22/03/2021
When 149 migrants were escorted onto a bridge by U.S. Border Patrol agents, they had no idea where they were being taken. Many collapsed, crying, when they learned they were back in Mexico.
CIUDAD JUÁREZ, Mexico — They came in groups of 30, children dangling from adults’ arms, escorted on Thursday afternoon by United States Border Patrol agents across the Paso del Norte bridge until they reached the halfway point. Then, they were handed off to Mexican authorities.
“Where are we?” one father asked a journalist with The New York Times.
“Ciudad Juárez,” came the reply.
The father, who hadn’t been told by U.S. officials where he and the rest of the group of migrants were being taken, looked bewildered.
“Mexico,” the journalist clarified.
Faces contorted from confusion to anguish. Many of the parents started sobbing, tears of frustration falling on the children they cradled.
“They cheated us!” yelled one parent.
“They promised they would help us!” wailed another.

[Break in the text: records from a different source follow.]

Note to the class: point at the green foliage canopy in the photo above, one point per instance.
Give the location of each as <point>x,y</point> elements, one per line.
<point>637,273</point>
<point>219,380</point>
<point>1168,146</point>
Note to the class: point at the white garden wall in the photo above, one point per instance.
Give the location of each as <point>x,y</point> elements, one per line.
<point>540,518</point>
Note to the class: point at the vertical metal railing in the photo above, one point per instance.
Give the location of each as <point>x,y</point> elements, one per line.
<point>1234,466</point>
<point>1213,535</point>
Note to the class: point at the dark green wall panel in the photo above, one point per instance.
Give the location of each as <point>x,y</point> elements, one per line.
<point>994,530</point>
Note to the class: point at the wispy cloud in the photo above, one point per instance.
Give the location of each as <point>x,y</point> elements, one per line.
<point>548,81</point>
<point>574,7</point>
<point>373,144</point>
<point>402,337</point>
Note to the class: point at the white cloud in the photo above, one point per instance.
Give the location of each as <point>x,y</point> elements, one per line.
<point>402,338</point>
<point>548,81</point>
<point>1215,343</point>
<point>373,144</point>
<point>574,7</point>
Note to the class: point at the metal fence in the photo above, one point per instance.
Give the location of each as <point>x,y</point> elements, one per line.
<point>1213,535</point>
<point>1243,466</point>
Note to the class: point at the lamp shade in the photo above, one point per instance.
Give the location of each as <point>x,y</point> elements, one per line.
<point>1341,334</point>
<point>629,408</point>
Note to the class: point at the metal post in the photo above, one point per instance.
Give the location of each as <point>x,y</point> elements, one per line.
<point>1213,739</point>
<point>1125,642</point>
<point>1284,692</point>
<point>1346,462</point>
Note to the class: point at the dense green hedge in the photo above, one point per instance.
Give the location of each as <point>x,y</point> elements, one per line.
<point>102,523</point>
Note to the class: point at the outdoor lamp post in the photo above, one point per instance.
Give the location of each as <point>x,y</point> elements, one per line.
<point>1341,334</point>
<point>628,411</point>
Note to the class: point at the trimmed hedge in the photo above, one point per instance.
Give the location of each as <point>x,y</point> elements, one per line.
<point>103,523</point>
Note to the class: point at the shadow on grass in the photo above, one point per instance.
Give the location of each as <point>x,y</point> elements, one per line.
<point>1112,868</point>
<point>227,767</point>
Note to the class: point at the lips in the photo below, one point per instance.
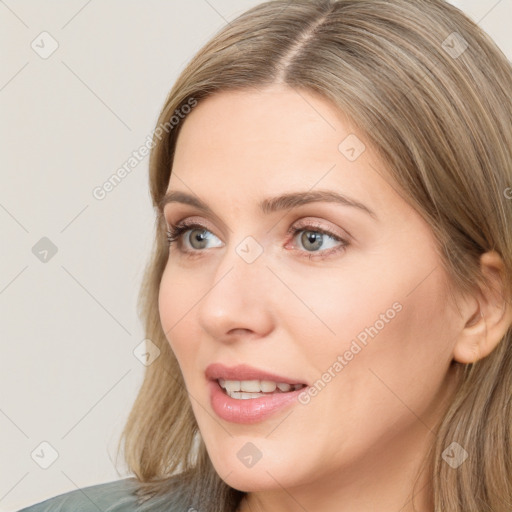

Most of the 149 migrants being taken across the bridge on Thursday had crossed into the United States from Reynosa, a border city in northern Mexico, where they had been detained by U.S. Border Patrol officers. They were then flown 600 miles to El Paso, Texas, where they were put on buses, driven to the border and walked to the bridge.
None were informed they were being sent back into Mexico.
As they walked across the bridge connecting El Paso to Ciudad Juárez, it dawned on them that everything they had risked on their journey — their lives, the well-being of their children, the loans they had bankrupted themselves to take out to be smuggled into the United States — was falling apart.